Des évolutions sociétales

Tout d’abord, les évo­lu­tions démo­gra­phiques à venir sont signi­fi­ca­tives et doivent nous inter­ro­ger sur notre ges­tion de l’automobile. En 2030, la popu­la­tion mon­diale devrait avoi­si­ner huit mil­liards d’individus, la popu­la­tion urbaine devrait en repré­sen­ter 60 % contre 50 % aujourd’hui et les coûts esti­més de la conges­tion (car­bu­rant, dépré­cia­tion, pro­duc­ti­vi­té) pour­raient aug­men­ter de 50 %. Dans ce contexte, les acteurs publics s’efforcent de régu­ler l’utilisation de la voi­ture pour limi­ter son empreinte éco­lo­gique ; de même que cer­taines villes cherchent à maî­tri­ser leur tra­fic auto­mo­bile pour gérer les pro­blèmes de conges­tion, de pol­lu­tion, de places de par­king ou d’accidentologie, en inter­di­sant l’accès aux véhi­cules pro­prié­taires. Dans le même temps, elles réor­ga­nisent et déve­loppent leurs trans­ports urbains et amé­liorent leurs infra­struc­tures pour conti­nuer à atti­rer les jeunes géné­ra­tions, qui voient de plus en plus les contraintes de tra­fic et de pol­lu­tion comme des élé­ments dis­cri­mi­nants dans leur choix d’installation. Par ailleurs, les jeunes com­mencent à se dés­in­té­res­ser de la voi­ture, notam­ment dans cer­tains pays déve­lop­pés comme les USA où le nombre de jeunes de 16 à 24 ans ayant le per­mis est pas­sé de 76 % à 69 % en quinze ans. Mais l’automobile reste encore aujourd’hui un objet de liber­té. L’actuelle crise de la Covid nous montre à quel point la liber­té de mou­ve­ment est un gain pré­cieux, que nous avons reçu il y a plu­sieurs cen­taines d’années, notam­ment avec l’arrivée de l’automobile. Aujourd’hui, les citoyens se posent en revanche plus clai­re­ment la ques­tion d’en opti­mi­ser l’utilisation, en s’a­dap­tant à leurs réels besoins.


REPÈRES

Depuis sep­tembre 2016, Free2Move, une marque de Stel­lan­tis, réunit un ensemble de ser­vices de nou­velles mobi­li­tés pour satis­faire les dif­fé­rents besoins de dépla­ce­ment de ses clients par­ti­cu­liers et pro­fes­sion­nels, que ce soit pour une heure, un jour, un mois ou plus. Les uti­li­sa­teurs ont accès sur une seule et même pla­te­forme à un ser­vice d’autopartage, de loca­tion courte et moyenne ou longue durée, ain­si qu’à des solu­tions d’accompagnement vers la tran­si­tion éner­gé­tique et la ges­tion de flotte pour les pro­fes­sion­nels. Ils peuvent éga­le­ment accé­der à des bornes de recharge ou à des chauf­feurs VTC et réser­ver des places de par­king. Free2Move aujourd’hui, c’est une pré­sence dans 170 pays et 1,2 mil­lion de clients actifs convaincus. 
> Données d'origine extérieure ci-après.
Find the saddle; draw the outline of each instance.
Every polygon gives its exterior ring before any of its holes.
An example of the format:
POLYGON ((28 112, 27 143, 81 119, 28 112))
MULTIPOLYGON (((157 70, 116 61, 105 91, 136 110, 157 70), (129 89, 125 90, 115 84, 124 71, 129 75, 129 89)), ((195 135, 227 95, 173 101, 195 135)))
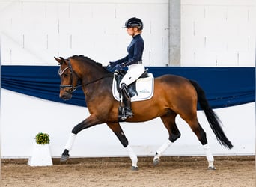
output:
MULTIPOLYGON (((114 73, 112 94, 117 101, 120 101, 121 95, 118 85, 120 85, 126 73, 125 70, 116 71, 114 73)), ((148 73, 147 70, 146 70, 135 82, 128 85, 128 91, 131 97, 131 102, 150 99, 153 94, 153 74, 148 73)))
MULTIPOLYGON (((121 81, 122 80, 123 77, 126 73, 127 71, 125 70, 116 71, 115 73, 114 73, 114 78, 117 82, 117 85, 120 85, 121 81)), ((138 79, 146 77, 148 77, 147 70, 146 70, 138 79)), ((119 94, 121 94, 120 88, 118 86, 117 87, 117 89, 119 94)), ((136 91, 136 82, 133 82, 132 84, 128 85, 128 92, 130 97, 134 96, 135 95, 138 96, 138 92, 136 91)))

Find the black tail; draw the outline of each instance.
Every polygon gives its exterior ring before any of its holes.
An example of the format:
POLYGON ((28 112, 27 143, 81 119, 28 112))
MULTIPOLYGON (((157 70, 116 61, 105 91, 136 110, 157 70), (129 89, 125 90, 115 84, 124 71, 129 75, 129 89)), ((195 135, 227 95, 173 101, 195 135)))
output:
POLYGON ((222 122, 219 119, 216 114, 215 114, 215 112, 213 111, 212 108, 210 106, 209 102, 206 98, 204 91, 197 82, 192 80, 190 80, 190 82, 195 87, 196 92, 198 93, 198 100, 200 104, 200 106, 204 110, 204 114, 209 122, 209 124, 211 129, 213 129, 214 134, 216 135, 217 140, 222 145, 229 149, 231 149, 233 147, 233 145, 225 135, 221 126, 222 122))

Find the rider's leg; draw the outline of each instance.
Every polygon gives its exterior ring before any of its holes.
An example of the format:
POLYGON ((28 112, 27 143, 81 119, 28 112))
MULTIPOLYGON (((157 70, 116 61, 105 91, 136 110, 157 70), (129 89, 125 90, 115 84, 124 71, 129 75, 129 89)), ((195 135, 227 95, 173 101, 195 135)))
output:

Des modèles économiques nouveaux

Les éco­no­mies d’aujourd’hui connaissent des chan­ge­ments pro­fonds liés à la fois au déve­lop­pe­ment des mar­chés émer­gents, à l’apparition de nou­velles tech­no­lo­gies digi­tales, aux pro­blé­ma­tiques envi­ron­ne­men­tales et aux évo­lu­tions de consom­ma­tion. Le numé­rique et la rapi­di­té de com­mu­ni­ca­tion sont venus trans­for­mer de nom­breuses indus­tries. Les nou­veaux entrants ont « dis­rup­té le mar­ché » en créant des pla­te­formes qui mettent en rela­tion directe les clients et les four­nis­seurs, comme Airbnb qui est venu cham­bou­ler le modèle de l’hôtellerie. Dans le domaine de la mobi­li­té, Uber a trans­for­mé celui des taxis, Dri­vy celui de la loca­tion courte durée, Bla­Bla­Car celui du trans­port longue dis­tance et notam­ment du train. En un clic, sur un smart­phone, le client peut main­te­nant trou­ver une voi­ture en moins de trois minutes (ex. : VTC Uber) ou à moins de 500 mètres (ex. : Auto­lib”). Les évo­lu­tions pro­fondes de nos socié­tés et la crois­sance accé­lé­rée de nou­veaux acteurs comme Uber ou Bla­Bla­Car vont sans doute affec­ter dura­ble­ment à la baisse le mar­ché de la pos­ses­sion auto­mo­bile en milieu urbain et ain­si lais­ser place à un mar­ché impor­tant de l’usage. Ces entre­prises user cen­tric ont su appor­ter une expé­rience clients sim­pli­fiée et contour­ner les freins de l’économie de par­tage, en créant des com­mu­nau­tés de confiance via des sys­tèmes de nota­tion clients-four­nis­seurs. Grâce à de faibles actifs immo­bi­li­sés, elles ont su opti­mi­ser l’offre et la demande, et sur­tout créer et culti­ver une rela­tion clients inédite : directe et per­ma­nente. Enfin, grâce à des levées de fonds impor­tantes, elles ont pu croître rapi­de­ment. Bref, elles ont fait explo­ser les modèles éco­no­miques de la mobilité !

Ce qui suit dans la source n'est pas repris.